Indépendamment de ce travail, une autre équipe de chercheurs s’est intéressée aux bases moléculaires de la schizophrénie dans une perspective évolutive. La plupart des pathologies mentales posent en effet un intéressant problème pour la théorie de l’évolution : invalidantes pour l’existence personnelle et sociale, elles diminuent la probabilité de survie et de reproduction de leurs porteurs. Et pourtant, leur prévalence reste élevée. Philipp Khaitovich et ses collègues ont rassemblé 22 processus biologiques se déroulant dans le cerveau humain, connus pour avoir subi une sélection positive au cours de notre espèce. Ils ont ensuite analysé l’expression de16.815 gènes exprimés dans le cerveau, chez 105 patients schizophrènes. Résultat : 6 des 22 domaines à évolution récente sont concernés par des variations génétiques chez les patients schizophrènes, et ils concernent le métabolisme énergétique (au sens large, l’utilisation de l’énergie pour produire des métabolites comme les sucres, les acides aminés, les acides nucléiques type ARN, les protéines).

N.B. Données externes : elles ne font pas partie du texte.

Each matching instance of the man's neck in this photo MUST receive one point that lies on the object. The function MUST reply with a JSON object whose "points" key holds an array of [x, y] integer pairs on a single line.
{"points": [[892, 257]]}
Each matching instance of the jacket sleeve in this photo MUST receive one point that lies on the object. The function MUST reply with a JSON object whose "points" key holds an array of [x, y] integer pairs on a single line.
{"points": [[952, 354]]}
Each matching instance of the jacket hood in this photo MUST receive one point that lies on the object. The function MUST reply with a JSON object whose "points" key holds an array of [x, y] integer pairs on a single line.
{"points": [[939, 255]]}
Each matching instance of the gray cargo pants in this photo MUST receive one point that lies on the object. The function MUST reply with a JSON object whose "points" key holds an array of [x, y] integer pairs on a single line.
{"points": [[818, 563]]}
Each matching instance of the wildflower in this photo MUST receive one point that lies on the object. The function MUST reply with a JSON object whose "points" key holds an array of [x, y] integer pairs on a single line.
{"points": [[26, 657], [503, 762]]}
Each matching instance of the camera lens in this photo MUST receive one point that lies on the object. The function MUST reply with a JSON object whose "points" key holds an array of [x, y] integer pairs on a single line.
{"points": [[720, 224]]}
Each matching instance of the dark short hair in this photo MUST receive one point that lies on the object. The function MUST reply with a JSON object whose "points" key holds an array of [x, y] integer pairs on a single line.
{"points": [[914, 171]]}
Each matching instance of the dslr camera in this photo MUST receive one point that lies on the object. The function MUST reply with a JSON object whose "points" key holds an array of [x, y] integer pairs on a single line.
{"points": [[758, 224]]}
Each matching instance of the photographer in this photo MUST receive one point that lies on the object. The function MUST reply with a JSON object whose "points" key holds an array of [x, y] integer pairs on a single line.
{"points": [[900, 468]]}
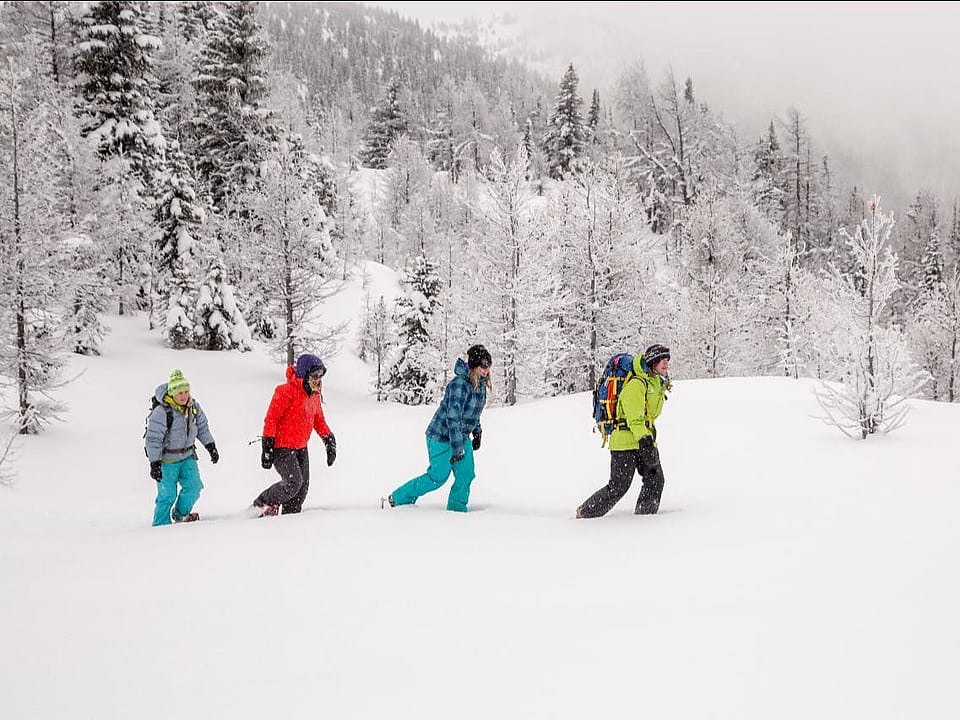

Une étude parallèle menée chez 10 schizophrènes, 10 sujets sains, 5 chimpanzés et 5 macaques, a mis en évidence la nature de certains de ces changements dans les cellules du cortex préfrontal, changements à la fois sélectionnés au cours de l’hominisation et altérés chez les psychotiques : ils concernent dans cette région cérébrale la concentration variable de métabolites énergétiques (créatine, lactate), lipidiques et membranaires (acétate, choline et dérivés), ainsi que de neurotransmetteurs (choline, glycine).

Notre cerveau est gros et très gourmand en énergie (20 % des ressources totales, contre 13 % pour les primates non-humains, 2 à 8 % pour les autres vertébrés). Comme le soulignent les auteurs, « dans l’évolution humaine, la croissance disproportionnée de la taille du cerveau résulterait d’une croissance de la longueur et du diamètre des connexions neurales ainsi que du nombre de synapses, augmentant d’autant les demandes en énergie associées au maintien du potentiel membranaire et à la production de neurotransmetteurs. Etant donné que la période relativement courte de 2 millions d’années au cours desquelles cette croissance cérébrale a eu lieu n’a pas permis pas une forte optimisation, il est concevable que le cerveau humain se situe au plus proche de la limite de ses capacités métaboliques. En conséquence, toute perturbation des niveaux normaux de métabolisme énergétique doit affecter de manière négative le fonctionnement de ce cerveau, menant aux diverses dysfonctions cognitives humaines ».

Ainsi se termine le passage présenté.